Mediation first then he goes down the court route. He will get 50/50 access if he's a reasonable loving father. If she's as bad as you say, I would opt to go down the court route as her behaviour will continue. It will be expensive so prepare for that and always think about the child first.

SKG231 · 04/04/2024 08:26

Beezknees · 03/04/2024 20:50

I've never told my child's father when I've taken him out the country. "Legal requirement" it may be but nobody really cares.

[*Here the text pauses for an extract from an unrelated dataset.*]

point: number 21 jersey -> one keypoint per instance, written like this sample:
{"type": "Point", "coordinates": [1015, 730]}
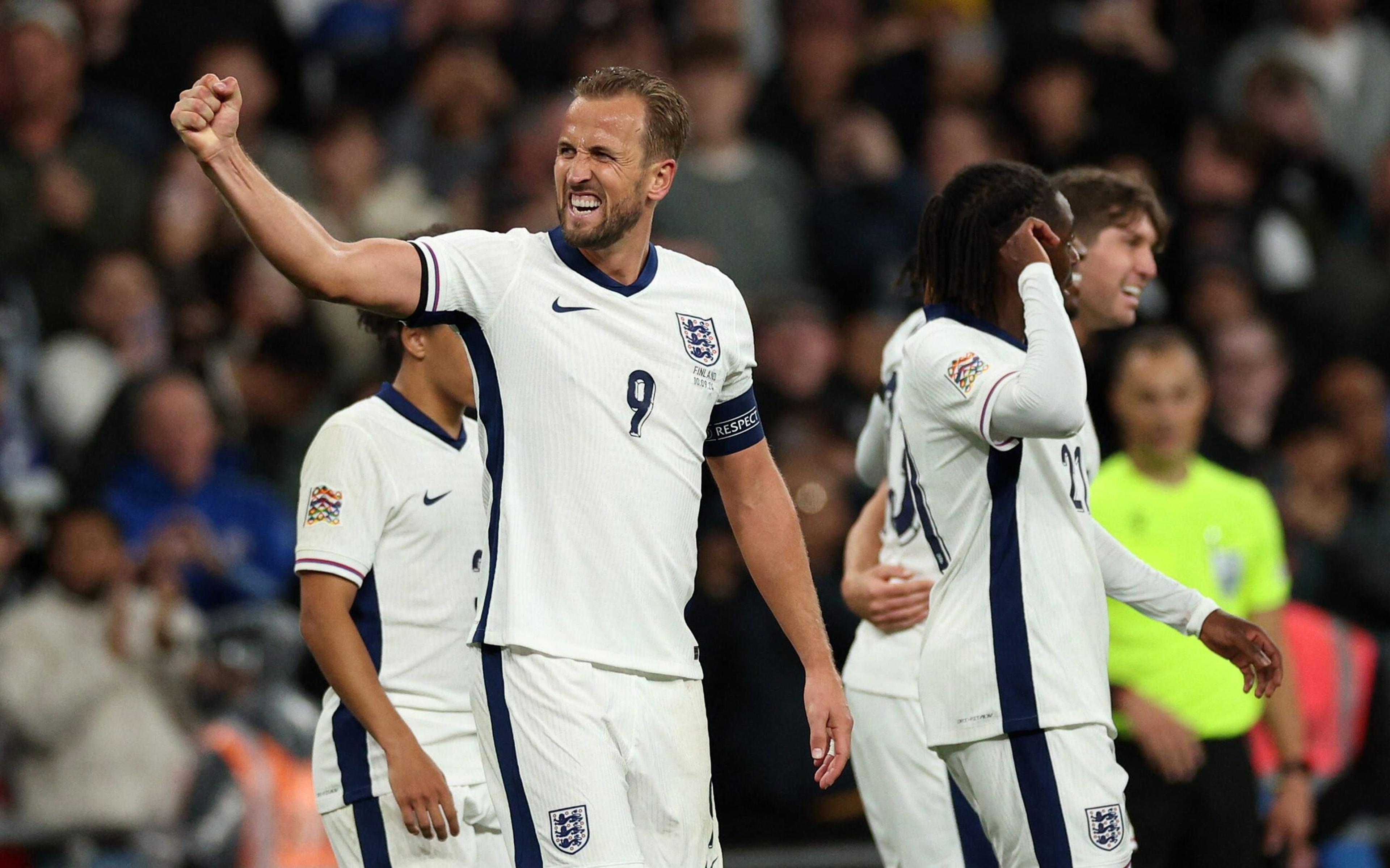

Ok, would you have the same attitude if you contacted your child’s father on their rightful custody time and he just dropped in that they were actually In Spain not at his home? Absolutely not. It’s such double standards.

SKG231 · 04/04/2024 08:28

whatamess100 · 04/04/2024 07:05

Shocked at some of the comment on here, not all dads are loud abusive ex husbands who use kids as a weapon and controle the mum through the child. Yes they do exist, and anyone whos posted suggesting he went to the door being horrible wasn't the case and you will have to just take my word for it. We have been though hell for 2yrs, not daring to do or say the wrong thing anything incase she stops contact, she is cruel,manipulating and uses the child at every opportunity to control him.

We had a terrible day yesterday she sent over 15 essay long txt messages abusing us both, none of which he replied to. Apparently, she want's 500quid maintance so he will ring cms today to get that sorted.

Thank to those who posted useful advice

She is after the argument. Don’t engage. She knows the child is the only weapon she has against her ex now so she is hoping by withholding them she will get him desperately messaging begging to still have them. It’s hard but step back and go down the correct legal route.